I hope that your readers who are considering buying gold bullion are more careful than your photographer was.

-Richard Smith, CEO,, Phoenix, Arizona

The same day, I received this reply:

Thank you for your recent email. I have sent your message on to our editors and art director for their attention.

We value all our readers and are always happy to hear from you. Should you have any further comments please do not hesitate to contact us…. All of us at Kiplinger’s Personal Finance wish you the very best of the new year.

Office Manager
Kiplinger’s Personal Finance

At this point, I assumed that the Kiplinger’s editors and art director would recognize that they had been misled (or perhaps, swindled) into accepting a digitally altered image of a silver bar, and presenting it as gold in a national magazine of good reputation. I had no doubt they would run a correction in the next issue, pointing out that the photo they ran was not of a gold bar at all.

For the rest of January, I received no contact from Kiplinger’s. And then, last week, the March edition came out – with no published correction, and no mention of the fake gold bar that appeared in their previous issue.

I was flabbergasted – how could they ignore this? How could their editors and art director not realize that they had a problem?

As with so many questions today, the answer was found on the Internet.

A Google search on the phrase “stock photos gold bars” will bring up hundreds of pictures of gold bars out there available for commercial use. These images, and photos on every subject under the sun, can be found on countless websites displaying their photographic wares, images that can be ‘rented’ for advertisements or business use.

Probably the largest and best-known site in the field is that of Getty Images, founded in 1995 to digitally archive their available photos and other media “to help communicators around the globe to tell their story.”

Amidst the massive archive of images on the Getty website, I found the source of the bogus gold bar photo - image # 72797396, entitled “Gold ingot on weight scale,” and attributed to photographer David Muir.

With this discovery of the exact same gold-tinted image on the Getty site, the puzzle was solved. Kiplinger’s Personal Finance Magazine had decided not to bother with the hassle and expense of photographing a genuine gold bar, instead settling for a plausible-looking substitute they found on the Internet.

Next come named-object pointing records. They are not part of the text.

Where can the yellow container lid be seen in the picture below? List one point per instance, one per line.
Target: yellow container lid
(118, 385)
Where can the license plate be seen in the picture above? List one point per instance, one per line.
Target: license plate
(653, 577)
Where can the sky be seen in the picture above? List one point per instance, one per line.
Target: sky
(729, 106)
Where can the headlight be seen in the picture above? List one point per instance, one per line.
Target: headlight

And after publication, when they received my note (and probably others like it) pointing out the error, I can only imagine that their art director spoke with editor(s) about the matter, they all considered the source of the ‘gold’ photo (Getty Images), noted its title (Gold ingot on weight scale), and were thereby 100% satisfied that it must in fact be a picture of a gold bar.

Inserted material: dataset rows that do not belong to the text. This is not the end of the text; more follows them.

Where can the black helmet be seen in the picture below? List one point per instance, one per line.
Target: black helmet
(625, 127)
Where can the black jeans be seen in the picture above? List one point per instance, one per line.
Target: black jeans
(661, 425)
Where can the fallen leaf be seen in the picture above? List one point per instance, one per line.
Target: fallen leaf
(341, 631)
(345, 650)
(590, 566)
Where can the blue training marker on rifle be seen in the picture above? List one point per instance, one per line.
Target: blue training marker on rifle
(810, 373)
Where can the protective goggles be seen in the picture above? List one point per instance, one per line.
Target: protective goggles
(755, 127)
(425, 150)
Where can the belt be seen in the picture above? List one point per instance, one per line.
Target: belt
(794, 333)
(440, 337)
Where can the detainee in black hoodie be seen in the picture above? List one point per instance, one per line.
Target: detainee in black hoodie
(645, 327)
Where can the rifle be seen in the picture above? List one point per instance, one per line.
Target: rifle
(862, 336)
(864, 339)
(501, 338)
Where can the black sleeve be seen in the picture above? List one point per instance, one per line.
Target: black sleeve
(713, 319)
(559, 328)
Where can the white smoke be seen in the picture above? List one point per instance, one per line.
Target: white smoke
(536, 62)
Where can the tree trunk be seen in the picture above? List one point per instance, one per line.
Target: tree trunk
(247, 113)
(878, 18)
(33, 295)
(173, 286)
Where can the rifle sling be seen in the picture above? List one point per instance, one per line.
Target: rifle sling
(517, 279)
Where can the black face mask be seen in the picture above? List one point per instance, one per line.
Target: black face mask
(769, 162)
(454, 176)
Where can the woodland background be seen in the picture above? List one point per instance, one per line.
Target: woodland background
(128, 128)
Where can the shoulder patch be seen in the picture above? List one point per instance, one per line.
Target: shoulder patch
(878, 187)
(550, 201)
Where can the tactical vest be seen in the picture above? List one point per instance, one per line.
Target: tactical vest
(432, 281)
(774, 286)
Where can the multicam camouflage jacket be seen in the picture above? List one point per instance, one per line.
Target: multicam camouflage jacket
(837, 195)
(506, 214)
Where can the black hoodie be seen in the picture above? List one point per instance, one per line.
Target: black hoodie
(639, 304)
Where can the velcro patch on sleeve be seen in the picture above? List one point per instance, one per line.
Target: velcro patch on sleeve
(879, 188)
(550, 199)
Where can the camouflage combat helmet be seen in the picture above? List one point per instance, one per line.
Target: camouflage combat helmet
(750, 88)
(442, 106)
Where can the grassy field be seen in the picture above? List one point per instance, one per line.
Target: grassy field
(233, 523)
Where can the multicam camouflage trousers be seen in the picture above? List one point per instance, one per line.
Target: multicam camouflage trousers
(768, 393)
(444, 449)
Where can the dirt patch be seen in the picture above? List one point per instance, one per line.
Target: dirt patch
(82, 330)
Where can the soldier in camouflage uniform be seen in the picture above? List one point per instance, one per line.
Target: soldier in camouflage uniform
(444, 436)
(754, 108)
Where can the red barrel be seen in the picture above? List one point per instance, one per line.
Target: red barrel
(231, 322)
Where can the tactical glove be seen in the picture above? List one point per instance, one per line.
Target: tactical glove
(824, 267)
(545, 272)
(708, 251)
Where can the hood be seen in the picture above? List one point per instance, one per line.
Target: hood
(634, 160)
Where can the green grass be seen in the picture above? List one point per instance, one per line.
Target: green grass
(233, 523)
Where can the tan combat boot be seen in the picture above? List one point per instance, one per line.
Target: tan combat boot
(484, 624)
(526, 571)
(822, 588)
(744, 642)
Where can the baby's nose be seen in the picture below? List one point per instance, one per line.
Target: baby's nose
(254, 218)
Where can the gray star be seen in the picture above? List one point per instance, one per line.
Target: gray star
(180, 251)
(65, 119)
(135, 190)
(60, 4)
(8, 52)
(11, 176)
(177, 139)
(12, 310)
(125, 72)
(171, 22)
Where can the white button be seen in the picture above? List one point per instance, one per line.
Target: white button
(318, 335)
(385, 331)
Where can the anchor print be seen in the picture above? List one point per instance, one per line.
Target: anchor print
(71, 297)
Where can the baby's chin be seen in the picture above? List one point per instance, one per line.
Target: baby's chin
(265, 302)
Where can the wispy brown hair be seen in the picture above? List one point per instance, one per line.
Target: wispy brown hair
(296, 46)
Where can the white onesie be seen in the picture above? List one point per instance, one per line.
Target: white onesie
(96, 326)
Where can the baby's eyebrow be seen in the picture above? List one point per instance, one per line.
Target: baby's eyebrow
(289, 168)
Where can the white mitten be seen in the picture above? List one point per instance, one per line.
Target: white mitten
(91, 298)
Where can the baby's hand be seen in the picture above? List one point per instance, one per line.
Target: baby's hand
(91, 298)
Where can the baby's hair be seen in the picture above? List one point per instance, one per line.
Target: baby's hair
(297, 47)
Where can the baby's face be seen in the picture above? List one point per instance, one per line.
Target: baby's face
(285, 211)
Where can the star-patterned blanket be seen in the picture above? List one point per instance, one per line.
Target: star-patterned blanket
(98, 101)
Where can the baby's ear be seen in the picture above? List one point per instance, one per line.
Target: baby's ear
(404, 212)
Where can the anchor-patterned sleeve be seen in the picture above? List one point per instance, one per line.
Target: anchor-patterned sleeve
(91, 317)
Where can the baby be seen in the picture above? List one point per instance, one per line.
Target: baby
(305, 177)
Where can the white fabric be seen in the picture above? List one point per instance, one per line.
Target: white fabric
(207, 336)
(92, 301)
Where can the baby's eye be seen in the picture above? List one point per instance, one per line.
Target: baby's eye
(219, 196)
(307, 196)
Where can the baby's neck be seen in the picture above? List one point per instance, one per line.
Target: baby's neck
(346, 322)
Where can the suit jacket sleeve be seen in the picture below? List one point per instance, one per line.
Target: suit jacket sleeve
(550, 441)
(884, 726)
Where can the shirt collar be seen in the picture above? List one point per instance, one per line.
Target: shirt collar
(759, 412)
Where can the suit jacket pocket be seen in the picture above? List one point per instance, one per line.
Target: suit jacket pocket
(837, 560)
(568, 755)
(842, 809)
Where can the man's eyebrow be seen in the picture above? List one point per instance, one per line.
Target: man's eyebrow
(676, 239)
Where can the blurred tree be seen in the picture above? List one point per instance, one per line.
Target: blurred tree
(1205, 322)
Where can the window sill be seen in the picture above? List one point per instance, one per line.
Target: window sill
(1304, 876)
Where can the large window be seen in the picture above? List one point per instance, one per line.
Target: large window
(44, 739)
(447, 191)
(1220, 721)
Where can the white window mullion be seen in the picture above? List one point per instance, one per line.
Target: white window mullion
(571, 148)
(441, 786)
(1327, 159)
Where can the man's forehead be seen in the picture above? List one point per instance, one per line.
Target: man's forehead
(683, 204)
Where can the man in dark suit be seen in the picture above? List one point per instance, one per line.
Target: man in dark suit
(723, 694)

Chalk it up to complacency and group-think on their part. At any rate, that’s the story so far. So, is there a moral to this story?

For Kiplinger’s, the moral is simply that you shouldn' t believe that each of the millions of stock photos that you find on the Internet has been vetted by its vendor for accuracy. And just maybe, you should pay closer attention to reader mail.

And for the rest of us, it just goes to show that real gold is scarce, and that you should beware of accepting substitutes. Gold funds, ETFs, gold contracts, gold options and derivatives, even pictures of gold on a website or in a national magazine, may not always measure up to the real thing.

Want to see the real thing ? Here's our photo of a genuine gold bar:

True Gold Bar

A photograph of a genuine Pamp Suisse gold bar, gross weight 100.124 troy ounces, fineness of 99.50%. Because a variation of as little as 1/100th of an ounce is worth over $10 in gold, weights on large commercial gold bars are expressed exactly, to either one-hundredth or one/thousandth of a troy ounce.

Yes, it cost us $105,000.00 and some change to obtain this bar so we could take this picture. However, we are offering it to Kiplinger's free of charge (the photo, not the bar). Permission is hereby granted to Kiplinger’s Personal Finance magazine to use this picture at no cost to them, with or without granting us a photo credit, should they ever again need a gold bar image.